Il a dit qu'il ne croit pas qu'il sera reconnu coupable dans cette affaire parce que, selon lui, “n'a aucune base juridique pour ces accusations, mais après le début du processus, il répondra volontairement au tribunal”.
Halitijaha a dit qu'il aimerait créer un tribunal militaire où les procureurs seraient militaires et comprendraient la terminologie d'un commandant ou d'un supérieur qui avait quelqu'un en charge.

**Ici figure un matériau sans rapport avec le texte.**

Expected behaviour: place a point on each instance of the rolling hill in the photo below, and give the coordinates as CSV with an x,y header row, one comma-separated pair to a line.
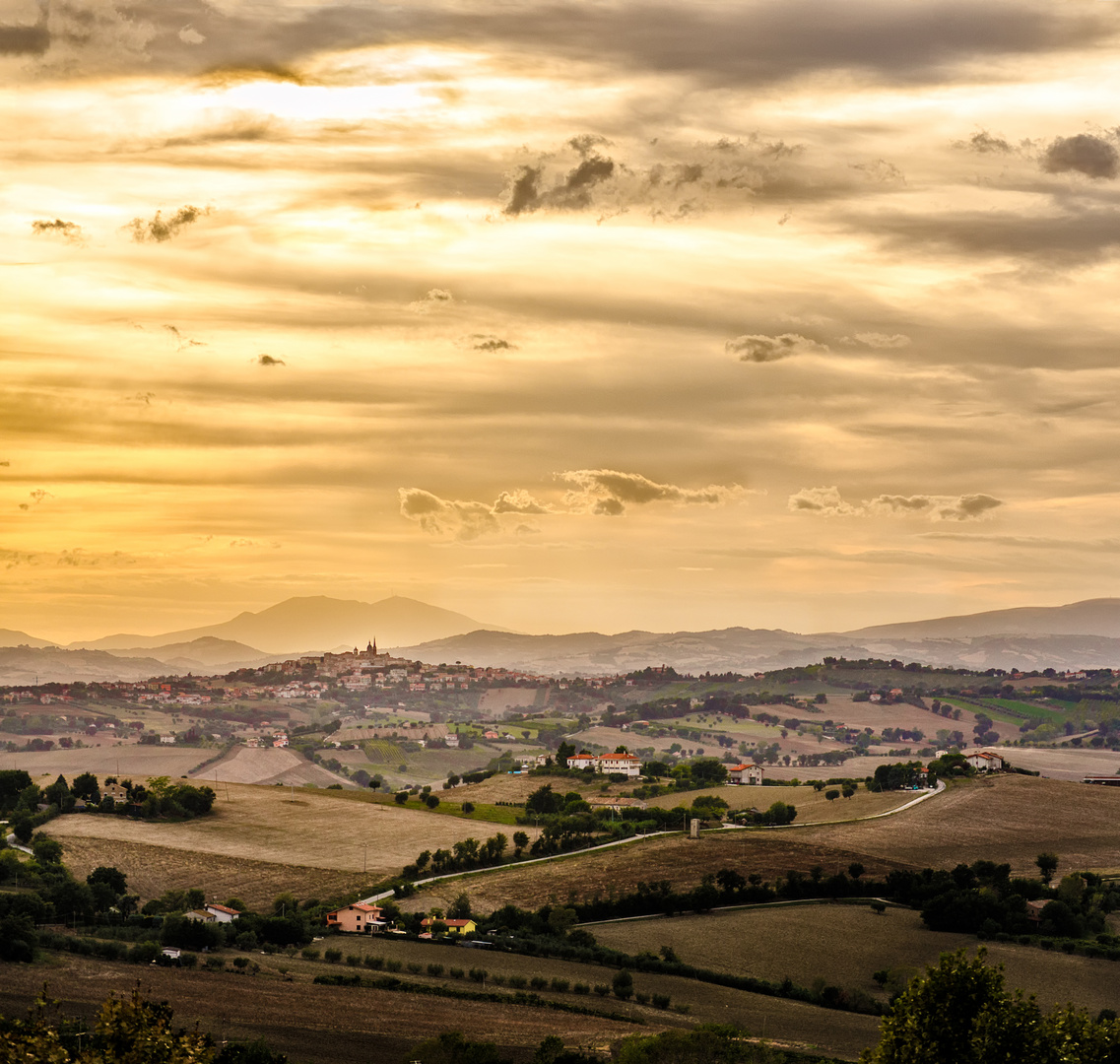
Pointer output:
x,y
312,625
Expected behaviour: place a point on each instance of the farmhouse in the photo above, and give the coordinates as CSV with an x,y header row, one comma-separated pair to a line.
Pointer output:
x,y
986,762
626,764
746,774
454,926
616,803
358,918
582,761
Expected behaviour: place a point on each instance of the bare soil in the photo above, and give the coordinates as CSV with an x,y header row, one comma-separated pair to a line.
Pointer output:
x,y
153,869
312,828
125,760
846,943
618,870
1002,819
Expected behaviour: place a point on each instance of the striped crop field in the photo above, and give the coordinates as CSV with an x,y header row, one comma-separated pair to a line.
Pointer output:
x,y
381,752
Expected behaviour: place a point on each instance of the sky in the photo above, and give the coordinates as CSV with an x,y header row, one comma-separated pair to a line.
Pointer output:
x,y
571,315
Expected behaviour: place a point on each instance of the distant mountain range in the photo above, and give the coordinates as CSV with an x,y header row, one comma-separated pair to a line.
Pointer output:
x,y
319,623
1080,635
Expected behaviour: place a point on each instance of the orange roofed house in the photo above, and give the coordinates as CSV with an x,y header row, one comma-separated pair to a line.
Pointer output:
x,y
454,926
361,918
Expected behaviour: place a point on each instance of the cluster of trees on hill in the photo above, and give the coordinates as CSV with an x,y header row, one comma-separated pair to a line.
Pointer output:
x,y
28,805
983,898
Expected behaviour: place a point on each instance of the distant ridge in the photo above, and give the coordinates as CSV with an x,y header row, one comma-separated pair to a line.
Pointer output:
x,y
1093,616
315,623
10,637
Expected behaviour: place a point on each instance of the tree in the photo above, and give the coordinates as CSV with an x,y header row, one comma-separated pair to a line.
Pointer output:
x,y
1047,865
459,908
959,1012
85,786
46,850
128,1031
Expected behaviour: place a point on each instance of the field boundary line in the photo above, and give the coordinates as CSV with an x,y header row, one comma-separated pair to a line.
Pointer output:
x,y
653,834
532,860
749,905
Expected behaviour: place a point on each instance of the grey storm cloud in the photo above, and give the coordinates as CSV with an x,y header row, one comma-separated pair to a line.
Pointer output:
x,y
433,298
1076,234
70,231
757,347
672,181
608,492
878,340
449,517
984,144
1085,154
755,42
160,230
827,501
529,188
485,342
597,492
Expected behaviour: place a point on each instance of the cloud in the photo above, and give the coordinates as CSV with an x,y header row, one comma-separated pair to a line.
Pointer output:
x,y
485,342
434,297
1085,154
518,501
824,500
669,182
757,347
984,144
878,340
608,492
827,501
462,520
37,497
966,507
526,189
182,342
160,230
70,231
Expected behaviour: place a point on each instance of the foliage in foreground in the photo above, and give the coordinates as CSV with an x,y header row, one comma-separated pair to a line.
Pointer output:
x,y
959,1012
127,1031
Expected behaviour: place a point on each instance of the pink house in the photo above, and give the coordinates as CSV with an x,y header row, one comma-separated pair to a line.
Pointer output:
x,y
358,918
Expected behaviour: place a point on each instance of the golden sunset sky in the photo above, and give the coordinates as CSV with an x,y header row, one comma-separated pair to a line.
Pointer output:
x,y
573,315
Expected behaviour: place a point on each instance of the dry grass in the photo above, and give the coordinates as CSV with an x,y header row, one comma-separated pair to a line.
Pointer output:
x,y
619,869
153,869
1002,819
812,805
309,1023
844,944
1068,763
318,829
108,759
269,765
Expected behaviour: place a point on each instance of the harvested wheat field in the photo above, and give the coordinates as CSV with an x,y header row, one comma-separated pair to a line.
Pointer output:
x,y
125,760
619,869
309,1023
153,869
1000,819
1066,763
268,766
843,944
311,828
812,805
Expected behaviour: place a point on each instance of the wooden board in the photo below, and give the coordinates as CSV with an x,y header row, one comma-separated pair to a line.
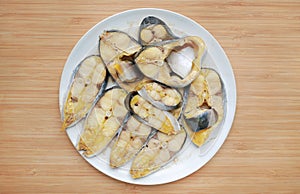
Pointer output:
x,y
262,41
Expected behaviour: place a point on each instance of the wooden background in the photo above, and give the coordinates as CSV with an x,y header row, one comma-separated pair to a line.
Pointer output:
x,y
262,41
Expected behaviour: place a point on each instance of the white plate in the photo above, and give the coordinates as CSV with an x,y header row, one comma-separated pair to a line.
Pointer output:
x,y
191,158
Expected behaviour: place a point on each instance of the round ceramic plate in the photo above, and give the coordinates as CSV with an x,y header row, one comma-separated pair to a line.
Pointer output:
x,y
191,158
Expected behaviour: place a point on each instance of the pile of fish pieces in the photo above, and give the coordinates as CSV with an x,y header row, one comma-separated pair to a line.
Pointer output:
x,y
162,95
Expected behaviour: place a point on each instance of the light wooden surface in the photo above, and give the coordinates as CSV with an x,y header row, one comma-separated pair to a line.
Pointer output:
x,y
262,41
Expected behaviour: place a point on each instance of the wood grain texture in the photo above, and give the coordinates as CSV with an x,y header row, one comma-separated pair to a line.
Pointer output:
x,y
262,41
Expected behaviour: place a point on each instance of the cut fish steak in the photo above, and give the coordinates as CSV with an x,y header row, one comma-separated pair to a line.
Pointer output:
x,y
103,122
159,151
204,109
145,112
129,142
175,63
87,84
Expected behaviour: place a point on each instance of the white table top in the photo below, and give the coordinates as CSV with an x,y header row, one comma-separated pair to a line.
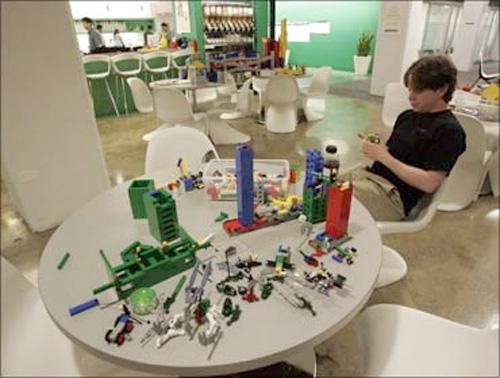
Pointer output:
x,y
184,84
267,331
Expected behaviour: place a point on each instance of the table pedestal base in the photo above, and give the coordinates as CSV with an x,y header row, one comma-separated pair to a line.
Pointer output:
x,y
304,360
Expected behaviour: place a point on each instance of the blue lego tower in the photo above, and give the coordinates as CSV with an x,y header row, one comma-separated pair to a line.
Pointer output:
x,y
244,181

L'ancien commandant a souligné qu'en vertu de la dernière loi en vigueur, même les déserteurs sont considérés comme des participants à la guerre après avoir été équipés de documents comme des faits.
Le passé “La loi était imparfaite, en vertu de laquelle même les déserteurs étaient comptés comme participants de guerre parce qu'ils étaient équipés de documents qu'ils présentaient comme des faits et nous ne pouvions leur refuser personne. Selon les hypothèses d'opinion, il y a jusqu'à 15 000 soldats qui ont pris les armes à la main, mais en réalité nous avons dû nous fier à des documents pertinents, et par ces documents 46000 soldats ont été enregistrés”, a déclaré Halitijaha.
Dans le nouvel acte d'accusation, Halitijaha a déclaré avoir vu très peu de changements dans lesquels seulement 1 000 personnes ont été réduites. Mais il a noté que si 19 500 anciens combattants se sont avérés vrais, comme l'affirme le Procureur dans l'acte d'accusation, il peut se suicider.
S'il y a 19 500 mauvais vétérans sur la liste, je peux directement signer et sauter du pont de l'Église pour me tuer parce que je ne serais pas pris par la logique d'avoir 19 500 mauvais soldats”, Halitijaha a déclaré.
D'autre part, l'ancien commandant de la zone post-travail des Balkans.info a dit qu'il pense qu'une sorte de pression a été créée à la hauteur du tribunal spécial et de l'accord avec la Serbie, de sorte que même “a supprimé les valeurs des anciens combattants et les commandants, ce qui a créé des explications parmi les soldats”.
Halitijaha a déclaré qu'il était prêt à répondre à la fois aux instances judiciaires locales, mais aussi à des instances internationales comme le tribunal de La Haye, car l'absence de base juridique pour un tel acte d'accusation serait confirmée.
En fin de compte, Halitijaha a dit qu'il demandera à la Cour d'être publique et de se tenir en présence de cameramen, car selon lui, il serait nécessaire que l'opinion large voit le processus se poursuivre et soit jugée en tant qu'individu et jamais la guerre de l'UCK.
Il est préférable de passer le procès directement du public et d'être jugé personnellement si je suis coupable dans cette affaire parce que je ne veux pas que l'UCK soit jugé d'aucune façon. À ce jour, aucun Serbe n'a jamais été jugé pour les massacres ou les violations de nombreux crimes commis au Kosovo, tandis que contre l'UCK a été établi, avec les Serbes et les internationaux” a mis fin à Halitijaha.